Which one is right? It’s neither, of course. They’re just projections. However, back at the end of May, as IHME was making that rosy projection, MIT’s Technology Review did a rating of the various COVID-19 models and declared the Ensemble model from the CSMH to have produced the best results. In some ways, this shouldn’t be surprising because Ensemble represents something like the wisdom of a very highly educated crowd. That wisdom suggested that should the United States stop effectively increasing the number of people vaccinated, cases of COVID-19 would begin to rebound in August and September. Granted, the overall model didn’t capture either the scale or the sharpness of the increase, or peg its start in July, but it was certainly sounding a warning at a time when everything, not just the IHME numbers, tended to suggest COVID-19 was on the run.
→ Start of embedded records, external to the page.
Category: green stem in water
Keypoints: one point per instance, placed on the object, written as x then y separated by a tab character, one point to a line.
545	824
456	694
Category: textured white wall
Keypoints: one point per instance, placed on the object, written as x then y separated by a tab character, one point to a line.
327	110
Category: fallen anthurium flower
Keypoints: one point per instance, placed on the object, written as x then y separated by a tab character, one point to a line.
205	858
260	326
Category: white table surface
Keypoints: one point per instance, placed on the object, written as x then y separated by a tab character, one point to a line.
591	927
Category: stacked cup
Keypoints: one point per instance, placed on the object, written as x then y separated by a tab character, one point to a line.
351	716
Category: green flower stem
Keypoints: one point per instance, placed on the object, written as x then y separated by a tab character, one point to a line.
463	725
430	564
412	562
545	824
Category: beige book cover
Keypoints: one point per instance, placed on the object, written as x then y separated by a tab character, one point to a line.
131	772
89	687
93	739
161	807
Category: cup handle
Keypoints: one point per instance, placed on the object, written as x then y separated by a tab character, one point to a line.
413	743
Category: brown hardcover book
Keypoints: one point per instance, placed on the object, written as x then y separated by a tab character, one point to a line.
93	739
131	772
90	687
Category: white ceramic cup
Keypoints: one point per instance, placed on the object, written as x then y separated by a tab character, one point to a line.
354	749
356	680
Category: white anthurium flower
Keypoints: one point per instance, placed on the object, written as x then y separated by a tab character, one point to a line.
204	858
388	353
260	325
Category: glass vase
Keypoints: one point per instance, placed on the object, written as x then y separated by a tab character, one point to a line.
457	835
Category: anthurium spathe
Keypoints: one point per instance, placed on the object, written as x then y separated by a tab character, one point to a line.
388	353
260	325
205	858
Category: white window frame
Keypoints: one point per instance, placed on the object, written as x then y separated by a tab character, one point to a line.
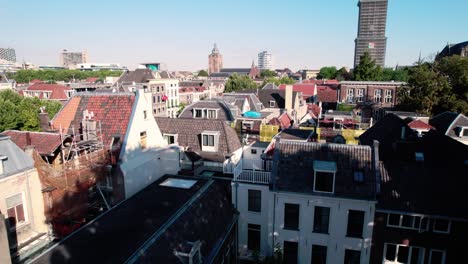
441	231
443	254
388	96
378	95
410	253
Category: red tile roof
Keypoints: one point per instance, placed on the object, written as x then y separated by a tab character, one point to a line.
111	111
44	143
58	91
418	124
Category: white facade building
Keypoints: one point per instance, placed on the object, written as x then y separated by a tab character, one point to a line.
293	212
265	60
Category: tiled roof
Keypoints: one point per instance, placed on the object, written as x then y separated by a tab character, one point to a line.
111	111
189	134
418	124
45	143
58	91
295	168
224	112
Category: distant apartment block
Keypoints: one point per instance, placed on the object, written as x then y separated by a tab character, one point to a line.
71	58
215	60
8	54
371	31
265	60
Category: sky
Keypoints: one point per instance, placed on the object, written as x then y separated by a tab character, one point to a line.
301	34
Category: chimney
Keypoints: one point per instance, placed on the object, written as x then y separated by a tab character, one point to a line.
288	98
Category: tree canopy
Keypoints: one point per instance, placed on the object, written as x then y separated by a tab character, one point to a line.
22	113
236	83
25	76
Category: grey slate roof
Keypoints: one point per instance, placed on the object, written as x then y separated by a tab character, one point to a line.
447	123
189	135
224	110
295	168
16	160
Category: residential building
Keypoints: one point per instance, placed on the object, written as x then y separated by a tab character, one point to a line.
371	31
265	60
316	204
21	202
71	58
8	54
173	220
215	61
460	49
451	124
48	91
128	131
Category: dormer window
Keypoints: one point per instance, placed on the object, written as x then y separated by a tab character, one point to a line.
210	141
324	176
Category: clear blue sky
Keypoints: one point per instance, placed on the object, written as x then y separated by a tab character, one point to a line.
301	34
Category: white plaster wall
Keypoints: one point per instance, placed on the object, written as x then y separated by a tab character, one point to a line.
336	241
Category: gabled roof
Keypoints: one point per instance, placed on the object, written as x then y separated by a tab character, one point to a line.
45	143
224	111
447	123
295	168
16	160
150	225
58	91
189	135
111	111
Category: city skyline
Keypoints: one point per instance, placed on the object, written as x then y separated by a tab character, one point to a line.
300	34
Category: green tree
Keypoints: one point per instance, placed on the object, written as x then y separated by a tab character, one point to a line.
268	73
236	83
327	73
202	73
367	70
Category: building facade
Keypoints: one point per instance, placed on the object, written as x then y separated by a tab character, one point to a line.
215	60
8	54
371	31
71	59
265	60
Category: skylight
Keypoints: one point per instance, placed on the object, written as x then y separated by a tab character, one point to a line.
178	183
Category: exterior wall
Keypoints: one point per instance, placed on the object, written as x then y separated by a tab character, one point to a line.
271	219
141	167
27	183
453	243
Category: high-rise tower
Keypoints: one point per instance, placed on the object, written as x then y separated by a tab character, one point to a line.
215	60
371	31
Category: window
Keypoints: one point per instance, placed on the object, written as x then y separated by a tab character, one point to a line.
198	113
355	223
436	256
253	236
291	216
321	219
352	256
388	96
255	200
15	210
208	140
212	114
290	252
143	142
323	181
324	176
377	95
403	254
407	221
319	254
349	95
441	226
There is no certainty (look at that vast swath of “maybe” represented by the gray space of the 95% uncertainty values in the chart above) but—assuming that kids do start to get vaccinated, and there is no “omega” variant in our near future—cases of COVID-19 should trend down for the next several months, delivering a spring 2022 that is, frustratingly, better than where we were this year, but still not good enough to declare “masks off, everyone party.”
After all, look what happened in the U.K.
When cases there peaked on July 20 and began to go down almost as steeply as they had gone up, everyone seemed to make an immediate assumption that delta was going to go as quickly as it came. However, that peak in cases was also when Boris Johnson declared “freedom day” and dropped mask rules and social distancing guidelines over most of the nation. Predictably, within a few weeks of that change, cases actually began to rise again. Despite a relatively high level of vaccination, the lack of restrictions was enough to boost the delta wave back into growth mode.
So, in this case, let’s hope that the U.K. is not a model for where the U.S. goes next, because there is one point on which the IHME projection and the Ensemble model absolutely agree: If the U.S. drops masks and ends other restrictions, all bets are off.